Bagian 7

91 10 2
                                    

Aku berdiri hendak menggebrak meja, tidak terima dengan kata-katanya. Beruntung aku masih bisa menguasai diri. Kupejamkan mataku lama, rasanya tak ingin kubuka supaya tak merasakan lagi perih.

Oh Tuhan. Baru saja semua berjalan indah, kini semuanya kembali lagi seperti biasanya.

"Mah...." Suara memelas Nabhan memaksaku untuk kembali duduk.

"Maafkan Mamah, Sayang."

"Baiklah. Gus Nabhan boleh menerimanya dengan syarat tidak boleh dipakai main game." Gus Sami akhirnya mengalah.

"Terimakasih, Pah." Mata Nabhan kembali berbinar.

Aku menghabiskan es krim-ku seperti orang kesetanan. Itulah caraku menyalurkan energi negatif yang muncul akibat kemarahanku.

Rasanya aku ingin kembali ke hotel saja, tetapi rinduku pada Nabhan akhirnya mengalahkan egoku. Aku tidak peduli dengan sikap Gus Sami, yang terpenting bagiku bisa menghabiskan waktuku bersama Nabhan sebanyak yang aku bisa.

Malam ini seperti kemarin malam, aku tidur bersama Nabhan di kamarnya. Bedanya, kemarin malam Nabhan lebih banyak menghabiskan waktunya untuk tidur karena beberapa malam sebelumnya ia tidak bisa tidur dengan nyenyak. Malam ini kami lebih banyak menghabiskan malam dengan bercengkrama.

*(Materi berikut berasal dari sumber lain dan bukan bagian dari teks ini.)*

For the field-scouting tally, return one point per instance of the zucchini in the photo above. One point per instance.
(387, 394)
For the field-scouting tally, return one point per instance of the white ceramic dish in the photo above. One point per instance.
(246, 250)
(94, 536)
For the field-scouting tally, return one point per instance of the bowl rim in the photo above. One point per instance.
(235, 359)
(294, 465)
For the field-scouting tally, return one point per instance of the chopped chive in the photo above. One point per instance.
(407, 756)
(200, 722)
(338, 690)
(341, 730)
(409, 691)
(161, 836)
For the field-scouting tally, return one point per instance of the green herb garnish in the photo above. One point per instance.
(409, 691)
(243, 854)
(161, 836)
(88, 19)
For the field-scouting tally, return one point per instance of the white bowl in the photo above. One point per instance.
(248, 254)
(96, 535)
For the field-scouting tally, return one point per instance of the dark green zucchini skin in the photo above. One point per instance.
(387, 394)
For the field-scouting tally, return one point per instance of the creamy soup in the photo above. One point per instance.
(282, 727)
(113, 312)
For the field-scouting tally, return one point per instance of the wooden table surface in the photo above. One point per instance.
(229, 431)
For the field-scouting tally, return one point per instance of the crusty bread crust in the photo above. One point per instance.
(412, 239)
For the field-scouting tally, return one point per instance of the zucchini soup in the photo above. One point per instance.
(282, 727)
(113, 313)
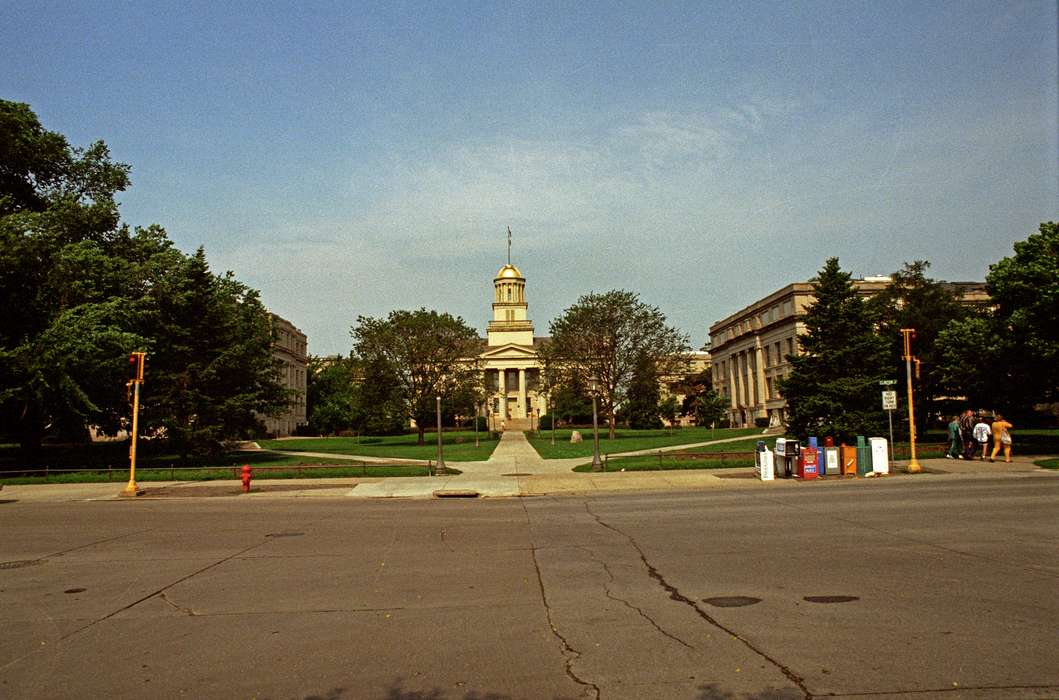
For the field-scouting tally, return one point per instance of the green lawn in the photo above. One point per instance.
(627, 441)
(209, 473)
(459, 446)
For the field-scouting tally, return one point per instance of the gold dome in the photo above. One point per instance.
(509, 272)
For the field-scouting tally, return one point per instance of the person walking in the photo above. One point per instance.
(954, 444)
(1002, 437)
(967, 433)
(982, 432)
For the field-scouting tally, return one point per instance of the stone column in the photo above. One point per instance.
(522, 394)
(502, 383)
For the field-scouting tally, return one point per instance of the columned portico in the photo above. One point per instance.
(510, 368)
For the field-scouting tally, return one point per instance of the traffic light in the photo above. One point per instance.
(136, 366)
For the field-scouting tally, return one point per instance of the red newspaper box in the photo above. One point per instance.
(808, 464)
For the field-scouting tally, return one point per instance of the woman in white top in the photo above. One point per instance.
(982, 432)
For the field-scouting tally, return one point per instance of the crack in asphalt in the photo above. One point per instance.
(956, 688)
(161, 590)
(675, 594)
(628, 605)
(1043, 575)
(186, 611)
(569, 652)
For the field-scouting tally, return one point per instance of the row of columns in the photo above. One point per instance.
(523, 399)
(747, 378)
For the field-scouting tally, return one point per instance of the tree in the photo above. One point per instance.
(606, 336)
(426, 354)
(709, 407)
(81, 290)
(915, 301)
(66, 335)
(1008, 357)
(644, 396)
(669, 410)
(213, 370)
(832, 388)
(330, 394)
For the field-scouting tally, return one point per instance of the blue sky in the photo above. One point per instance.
(349, 159)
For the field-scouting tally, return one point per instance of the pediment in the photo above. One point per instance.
(510, 351)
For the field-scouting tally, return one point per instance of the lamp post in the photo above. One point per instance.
(596, 464)
(441, 451)
(551, 409)
(909, 335)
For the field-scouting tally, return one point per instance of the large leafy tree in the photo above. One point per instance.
(701, 399)
(423, 355)
(212, 365)
(915, 301)
(607, 336)
(81, 290)
(1008, 357)
(833, 384)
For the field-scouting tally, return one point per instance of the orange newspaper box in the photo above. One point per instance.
(848, 455)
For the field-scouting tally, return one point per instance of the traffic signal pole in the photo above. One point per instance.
(136, 359)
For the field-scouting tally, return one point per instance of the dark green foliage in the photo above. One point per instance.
(606, 336)
(643, 397)
(915, 301)
(79, 291)
(415, 356)
(833, 386)
(330, 402)
(1008, 357)
(701, 400)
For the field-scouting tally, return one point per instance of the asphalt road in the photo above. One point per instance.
(939, 589)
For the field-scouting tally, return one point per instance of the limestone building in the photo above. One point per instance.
(749, 347)
(290, 348)
(510, 366)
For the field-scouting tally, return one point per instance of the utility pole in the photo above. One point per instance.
(909, 334)
(136, 360)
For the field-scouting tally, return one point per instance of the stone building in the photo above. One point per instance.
(291, 348)
(510, 366)
(749, 347)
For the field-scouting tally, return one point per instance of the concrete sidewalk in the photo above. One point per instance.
(509, 473)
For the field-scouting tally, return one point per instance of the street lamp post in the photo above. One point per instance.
(596, 463)
(441, 450)
(913, 464)
(554, 413)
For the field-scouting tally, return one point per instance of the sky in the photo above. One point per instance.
(348, 159)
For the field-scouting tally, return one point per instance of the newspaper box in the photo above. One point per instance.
(880, 455)
(831, 466)
(808, 464)
(767, 470)
(863, 456)
(848, 455)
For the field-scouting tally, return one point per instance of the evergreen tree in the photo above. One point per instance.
(643, 397)
(833, 384)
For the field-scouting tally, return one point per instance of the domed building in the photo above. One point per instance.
(509, 363)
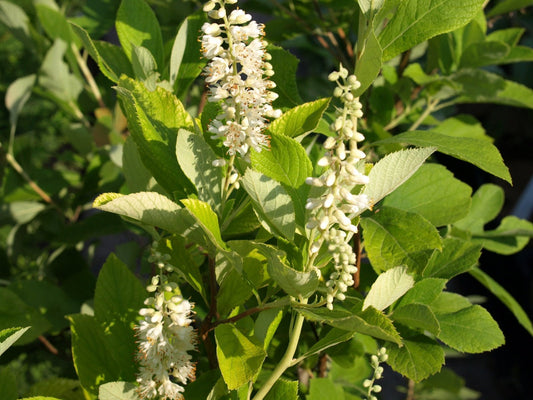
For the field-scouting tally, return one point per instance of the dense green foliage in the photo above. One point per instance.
(120, 124)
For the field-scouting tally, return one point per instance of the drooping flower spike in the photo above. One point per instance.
(237, 74)
(332, 213)
(164, 338)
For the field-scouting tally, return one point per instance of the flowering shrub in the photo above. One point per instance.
(295, 247)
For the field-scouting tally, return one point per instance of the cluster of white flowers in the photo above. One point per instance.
(164, 338)
(333, 211)
(238, 74)
(375, 360)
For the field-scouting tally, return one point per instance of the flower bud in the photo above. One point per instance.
(333, 76)
(209, 6)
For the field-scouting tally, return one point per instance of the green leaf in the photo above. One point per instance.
(419, 357)
(154, 120)
(393, 170)
(271, 202)
(470, 330)
(137, 25)
(61, 388)
(233, 292)
(510, 237)
(93, 357)
(424, 292)
(332, 338)
(462, 125)
(369, 322)
(185, 65)
(457, 256)
(266, 324)
(9, 336)
(301, 119)
(487, 203)
(497, 290)
(480, 86)
(369, 64)
(510, 36)
(283, 390)
(18, 93)
(69, 86)
(388, 287)
(104, 346)
(239, 359)
(479, 152)
(434, 193)
(144, 67)
(207, 219)
(506, 6)
(294, 283)
(150, 208)
(196, 160)
(370, 7)
(286, 161)
(111, 73)
(416, 315)
(118, 391)
(395, 237)
(114, 59)
(285, 65)
(416, 21)
(324, 388)
(24, 211)
(138, 178)
(16, 20)
(447, 303)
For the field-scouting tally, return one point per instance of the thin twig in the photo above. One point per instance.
(206, 326)
(88, 76)
(410, 390)
(358, 251)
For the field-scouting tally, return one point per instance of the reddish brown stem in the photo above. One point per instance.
(207, 324)
(358, 251)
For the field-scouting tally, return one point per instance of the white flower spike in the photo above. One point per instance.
(332, 213)
(238, 77)
(164, 338)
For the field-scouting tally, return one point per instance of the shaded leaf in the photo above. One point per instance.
(196, 160)
(9, 336)
(479, 152)
(470, 330)
(416, 21)
(457, 256)
(395, 237)
(271, 203)
(416, 315)
(434, 193)
(301, 119)
(419, 357)
(393, 170)
(239, 359)
(286, 161)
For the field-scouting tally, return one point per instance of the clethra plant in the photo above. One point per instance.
(296, 247)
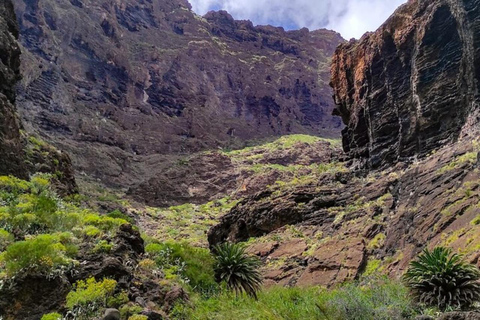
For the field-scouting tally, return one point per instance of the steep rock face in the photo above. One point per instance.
(21, 155)
(407, 90)
(140, 78)
(411, 86)
(11, 147)
(335, 229)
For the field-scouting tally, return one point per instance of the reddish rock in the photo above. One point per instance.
(137, 79)
(411, 86)
(290, 249)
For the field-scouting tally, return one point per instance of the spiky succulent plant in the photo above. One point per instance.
(237, 268)
(443, 279)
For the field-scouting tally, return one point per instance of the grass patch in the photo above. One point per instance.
(367, 300)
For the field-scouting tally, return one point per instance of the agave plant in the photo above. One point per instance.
(443, 279)
(238, 269)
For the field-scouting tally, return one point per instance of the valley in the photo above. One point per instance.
(157, 164)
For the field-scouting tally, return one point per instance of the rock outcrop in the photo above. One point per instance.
(28, 297)
(21, 155)
(413, 85)
(405, 91)
(117, 83)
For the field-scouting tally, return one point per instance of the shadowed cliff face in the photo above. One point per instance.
(11, 147)
(412, 86)
(139, 78)
(21, 155)
(406, 90)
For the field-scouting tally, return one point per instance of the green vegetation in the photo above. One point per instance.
(42, 253)
(41, 233)
(89, 296)
(189, 222)
(238, 269)
(138, 317)
(369, 299)
(475, 222)
(52, 316)
(442, 279)
(182, 263)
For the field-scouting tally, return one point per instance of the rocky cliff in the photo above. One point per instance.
(412, 86)
(407, 90)
(22, 155)
(117, 83)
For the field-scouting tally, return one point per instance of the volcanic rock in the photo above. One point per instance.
(21, 155)
(412, 86)
(117, 83)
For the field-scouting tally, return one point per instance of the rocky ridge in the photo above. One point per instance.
(21, 154)
(425, 191)
(124, 85)
(412, 86)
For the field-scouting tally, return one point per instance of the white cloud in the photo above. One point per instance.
(351, 18)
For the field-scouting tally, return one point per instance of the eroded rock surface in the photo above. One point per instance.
(21, 155)
(412, 86)
(116, 83)
(406, 91)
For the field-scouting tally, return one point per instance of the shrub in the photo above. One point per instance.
(191, 264)
(238, 269)
(89, 297)
(117, 214)
(43, 253)
(52, 316)
(442, 279)
(138, 317)
(117, 300)
(373, 299)
(5, 239)
(103, 246)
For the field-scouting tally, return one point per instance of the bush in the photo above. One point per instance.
(117, 214)
(52, 316)
(373, 299)
(442, 279)
(238, 269)
(88, 297)
(5, 239)
(192, 265)
(138, 317)
(43, 253)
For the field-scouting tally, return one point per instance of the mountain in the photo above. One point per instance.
(121, 86)
(21, 154)
(412, 86)
(408, 94)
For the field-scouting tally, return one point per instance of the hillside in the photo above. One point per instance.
(124, 87)
(141, 92)
(408, 94)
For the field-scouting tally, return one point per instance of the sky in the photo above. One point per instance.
(352, 18)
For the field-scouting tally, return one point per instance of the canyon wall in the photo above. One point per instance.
(117, 83)
(409, 96)
(20, 154)
(412, 86)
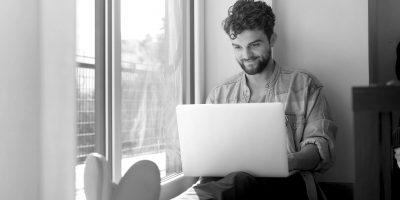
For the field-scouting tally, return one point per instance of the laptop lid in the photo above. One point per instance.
(217, 139)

Pikirku, inilah kesempatanku untuk membujuknya ikut denganku. Tahun ini ia akan melanjutkan ke jenjang sekolah menengah pertama. "Kakak sekolah dekat rumah Mamah aja. Di sana ada Madrasah bagus. Kakak bisa setoran hafalan pada teman Mamah setiap habis Subuh. Rumahnya satu kompleks perumahan dengan rumah Mamah."

"Nabhan tidak harus tinggal di pesantren?" tanyanya girang. Aku mengangguk, "Ya. Kakak nanti bisa ngaji kitab kuning model ngalong tiap habis Ashar sampai Isya di tempat teman Mamah juga. Nanti Mamah yang antar jemput."

"Nabhan mau. Tapi bagaimana dengan Papah? Nanti siapa yang jaga Papah?" Aku tersenyum mendengarnya. Selama ini bukan Nabhan yang jaga Papah, tapi Papah lah yang menjagamu, batinku.

"Papah laki-laki dewasa. Ia bisa jaga diri. Lagian, sekarang 'kan udah ada dokter Nisa yang akan jagain Papah." Kenapa bisa mulutku menyebut-nyebut nama dokter Nisa. Haduh, jangan-jangan aku cemburu? Oh, tidak. Bukan karena cemburu, tapi itu hasil bacaanku atas sikap Gus Sami dan kedekatan mereka. Aku sudah tidak peduli lagi dengan kehidupan Gus Sami. Ia sudah tidak terhubung dengan hidupku kecuali karena Nabhan.

Malam ini kupeluk Nabhan erat sambil menautkan tangan kami. Tak bosan kuciumi pipinya yang gembul. Sampai-sampai ia protes karena merasa geli.

***
Aku sudah bersiap kembali ke hotel meskipun masih sangat pagi. Aku berniat sarapan dan mandi di hotel saja seperti biasa. Rasanya lebih nyaman seperti itu.

Aku dan Nabhan berniat mencari Umi di dapur untuk berpamitan. Biasanya, sepagi ini Umi mendampingi Mbak-mbak santri Dalem membuat sarapan di dapur. Tetapi ternyata Umi sudah menungguku di ruang tengah.

"Gus Sami tadi berpesan supaya Ning Richa ke hotelnya diantar Kang Din. Gus Sami harus keluar kota, jadi tidak bisa mengantar."

"Richa naik ojek saja, Mi."

"Gus Sami tadi juga pesan sama Umi, jangan sampai kamu naik ojek."

Kalau sudah seperti ini aku tidak bisa lagi menolak. Gus Sami bisa marah pada Umi jika aku tetap berkeras hati. Aku tidak masalah jika ia marah padaku, tapi aku tidak bisa membiarkan ia marah pada Uminya meskipun hubunganku dengan Umi tidak begitu baik di masa lalu. Aku selalu diajarkan untuk tidak menyimpan dendam karena itu akan merusak diriku sendiri.

Sikap Umi yang jauh berbeda dengan sikapnya waktu aku masih menjadi menantunya membuatku lebih berempati dan sedikit mengurangi rasa canggungku.

"Baiklah, Mi. Kang Din sekarang di mana?"